The term casual gamer brings to mind bored office workers or housewives guiltily grabbing five minutes of Mine Sweeper when no one is looking. But it seems this image is out of date. According to a survey by Macrovision, a provider of casual game services, 37% of "casual gamers" play nine or more "sessions" per week and a third of those polled admitted their sessions often last two hours. Eighteen hours of gaming a week is surely heading into hardcore gaming territory.

More intriguing is when these sessions occur: 73% said they play in the evening while 55% hit the sites on weekends. Here's what is happening. Casual gaming is the real next-gen. The sort of simple, intuitive puzzle games on casual sites such as RealArcade slip seamlessly between delivery channels, popping up on mobile phones, PCs, notebooks and interactive TV services with little reprogramming required. They're living the dream of always-on entertainment, while high-end console games exist in a ghetto, accessible to a few enthusiasts.

Casual game makers are flexible, react to trends quickly and are more tuned in to their audience than traditional console game publishers. The UK studio Morpheme, for example, once specialised in mobile titles, but recently set up a casual game download site and is converting its fun, accessible mobile phone puzzlers to PC. The company has even set up a MySpace page for a key character, Balloon-Headed Boy.

The videogame bigwigs are catching on, of course. Nintendo has launched its Touch Generations series of games, with titles such as Brain Training pulling in a new audience of technophobes. The Xbox Live Arcade service features plenty of casual puzzle titles to download, while Microsoft's Live Anywhere service lets Xbox users contact online buddy lists or order game downloads via a mobile.

An understanding is emerging that casual games are truly pervasive. They can be built in weeks then distributed across multiple platforms to cash in on trends. The marketing barely registers on the radar - targeted newsletters, online community buzz, clever exploitation of popular sites such as MySpace and Digg. People are led almost subliminally to superstar casual games like Bejeweled and Diner Dash and then can't leave.

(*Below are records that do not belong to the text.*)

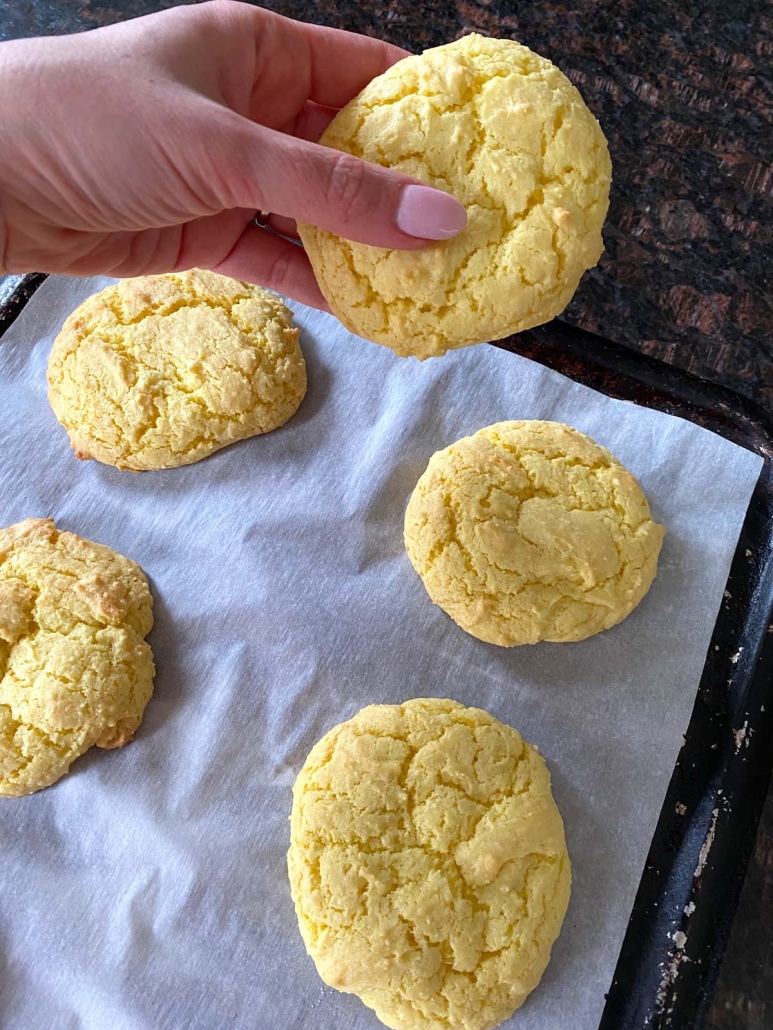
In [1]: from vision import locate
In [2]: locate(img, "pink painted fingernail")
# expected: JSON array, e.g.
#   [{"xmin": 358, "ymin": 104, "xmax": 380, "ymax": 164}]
[{"xmin": 395, "ymin": 185, "xmax": 467, "ymax": 240}]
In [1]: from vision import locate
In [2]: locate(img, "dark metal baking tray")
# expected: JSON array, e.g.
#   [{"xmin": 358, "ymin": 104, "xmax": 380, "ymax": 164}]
[{"xmin": 2, "ymin": 274, "xmax": 772, "ymax": 1030}]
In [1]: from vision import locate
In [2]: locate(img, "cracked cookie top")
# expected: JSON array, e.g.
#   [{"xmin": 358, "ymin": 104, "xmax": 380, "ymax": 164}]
[
  {"xmin": 288, "ymin": 697, "xmax": 570, "ymax": 1030},
  {"xmin": 298, "ymin": 34, "xmax": 611, "ymax": 359},
  {"xmin": 405, "ymin": 421, "xmax": 665, "ymax": 646},
  {"xmin": 0, "ymin": 518, "xmax": 155, "ymax": 797},
  {"xmin": 47, "ymin": 270, "xmax": 307, "ymax": 471}
]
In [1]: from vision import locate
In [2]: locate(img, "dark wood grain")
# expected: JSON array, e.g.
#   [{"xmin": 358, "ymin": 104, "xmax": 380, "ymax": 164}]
[{"xmin": 1, "ymin": 2, "xmax": 771, "ymax": 1026}]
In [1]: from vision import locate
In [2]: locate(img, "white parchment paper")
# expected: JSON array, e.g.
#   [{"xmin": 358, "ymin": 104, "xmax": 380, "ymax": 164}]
[{"xmin": 0, "ymin": 275, "xmax": 763, "ymax": 1030}]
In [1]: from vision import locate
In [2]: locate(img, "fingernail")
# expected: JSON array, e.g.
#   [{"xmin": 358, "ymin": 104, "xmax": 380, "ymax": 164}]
[{"xmin": 396, "ymin": 185, "xmax": 467, "ymax": 240}]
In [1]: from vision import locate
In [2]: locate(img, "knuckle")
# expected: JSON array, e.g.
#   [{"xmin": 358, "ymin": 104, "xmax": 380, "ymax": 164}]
[
  {"xmin": 198, "ymin": 0, "xmax": 238, "ymax": 19},
  {"xmin": 192, "ymin": 0, "xmax": 249, "ymax": 32},
  {"xmin": 324, "ymin": 153, "xmax": 372, "ymax": 224}
]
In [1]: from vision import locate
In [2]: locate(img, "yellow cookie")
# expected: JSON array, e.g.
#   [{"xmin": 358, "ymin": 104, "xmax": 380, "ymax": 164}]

"A lot of casual games are successful because you can get into a nice gentle rhythm that causes hypnotic zone-out over a period of time," says Morpheme's managing director, Matt Spall.

One day you will find yourself in a waiting room playing a block-sorting puzzler on your MP3 or phone, and you will realise: this isn't about bored office workers and housewives. It is about everyone. It is about you.